By Ahmad Saka
Industrialists from Northern Nigeria have applauded the Federal Government’s decision to impose a 15 per cent import duty on petroleum products, describing it as a strategic policy to stimulate local production, boost value addition within the oil and gas sector, and create a more competitive environment for Nigerian manufacturers.
Chairman of the Sharada-Challawa Branch of the Manufacturers Association of Nigeria (MAN) in Kano, Muhammad Nura Madugu, stated this during the Association’s courtesy visit to the Dangote Group’s regional office in Abuja.
Madugu said local manufacturers would continue to support progressive government policies designed to drive industrial development, promote local content, and position Nigerian industries for global competitiveness.
He noted that MAN adopts a balanced approach when assessing government policies by weighing both their potential benefits and challenges to member industries and the wider economy.
According to him, the Dangote Refinery presents vast opportunities through the various derivatives of crude oil refining, which his members are eager to explore.
“These derivatives include petrol, diesel, kerosene, jet fuel, and liquefied petroleum gas (LPG). Others are naphtha, bitumen, lubricating oils, and fuel oil, as well as vital petrochemical feedstocks such as linear alkylbenzene (LAB), ethylene, propylene, and butadiene, all of which serve as raw materials for producing plastics, detergents, synthetic fibres, and other industrial goods,” he said.
The visit followed the 2025 MAN Product Exhibition in Kano, an annual event sponsored by Dangote Industries Limited.
Madugu commended Dangote Group President, Aliko Dangote, for his faith and resilience in advancing industrial growth in Nigeria.
During the visit, the MAN delegation presented Awards of Excellence to Aliko Dangote and the Special Adviser on Strategic Relations and Projects to the Group President, Mrs. Fatima Wali-Abdurrahman.
In her response, Wali-Abdurrahman expressed the company’s appreciation, saying that Mr. Dangote remains passionate about supporting government efforts to grow and diversify Nigeria’s economy.
She said the company is committed to promoting locally made products and creating employment across the country.
“We believe that strong linkages between the refinery and local manufacturers will stimulate the growth of ancillary industries, create new value chains, and enhance our collective capacity to meet both domestic and export demands,” she said.

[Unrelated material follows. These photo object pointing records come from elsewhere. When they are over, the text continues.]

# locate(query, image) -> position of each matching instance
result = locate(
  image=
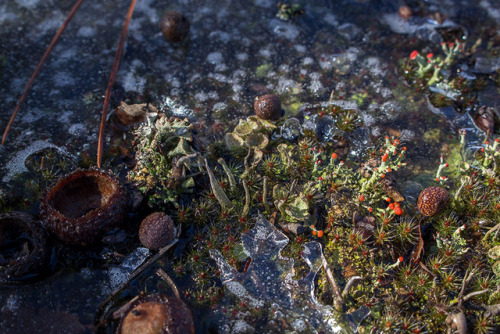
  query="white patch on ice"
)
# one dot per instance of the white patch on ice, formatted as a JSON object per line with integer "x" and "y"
{"x": 86, "y": 32}
{"x": 264, "y": 3}
{"x": 77, "y": 129}
{"x": 374, "y": 66}
{"x": 300, "y": 48}
{"x": 63, "y": 79}
{"x": 284, "y": 29}
{"x": 307, "y": 61}
{"x": 32, "y": 115}
{"x": 331, "y": 19}
{"x": 145, "y": 6}
{"x": 27, "y": 3}
{"x": 242, "y": 56}
{"x": 16, "y": 165}
{"x": 214, "y": 58}
{"x": 265, "y": 53}
{"x": 493, "y": 12}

Mr. Dangote recently announced plans to expand the refinery’s capacity to 1.4 million barrels per day (bpd), a move expected to generate about 65,000 jobs for Nigerians.
Accompanying Mr. Madugu on the visit were the Vice Chairman (Bompai), Auwal Muhammad; the Executive Secretary, Ibrahim Garba; and MAN official Sani Shuaibu Sagagi.
Similarly, Chairman of the MAN Kano-Jigawa Branch, Muhammad Bello Isyaku Umar, commended the new import duty policy, describing it as capable of placing the nation’s economy on a stronger and more sustainable footing.
He said: “It will reduce the country’s fuel importation volume and demand for foreign exchange, thereby improving the value of our currency. The new policy will also encourage more investment in local refining and increase government revenue.”
Umar, however, noted that if domestic supply falls short, the policy could temporarily lead to higher fuel prices and increased transportation costs.
President Bola Ahmed Tinubu had recently approved a 15 per cent import tariff on petrol and diesel, describing it as a strategic step to stimulate local refining and strengthen Nigeria’s energy independence.
According to a statement by his Special Adviser on Media and Public Communications, Sunday Dare, the new policy is “a bridge, not a burden,” aimed at transforming Nigeria’s petroleum landscape and ensuring long-term economic stability.
Dare wrote on his official X handle: “For years, the nation depended heavily on imported fuel despite being a leading crude oil producer. This drained foreign exchange and exported jobs that should have been created at home. The new policy will reverse that trend by encouraging local refining, boosting domestic capacity, and ensuring that Nigeria’s oil wealth translates directly into national prosperity.”
The Dangote Refinery, which commenced operations in 2024, has since emerged as a dominant player in Nigeria’s downstream sector.
With an installed capacity of 650,000 barrels per day, the facility is capable of meeting Nigeria’s fuel needs.
According to Anthony Chiejina, Spokesman of the Dangote Group, the refinery is currently loading 45 million litres of PMS and 25 million litres of diesel daily volumes that exceed the country’s total demand.
“This significant production capacity not only guarantees local supply but also enhances energy security and reduces dependence on imports,” Chiejina said.
He added that the company continues to work with regulatory agencies and distributors to ensure efficient nationwide fuel delivery.
“Dangote remains steadfast in its commitment to meeting the energy needs of Nigerians,” he added.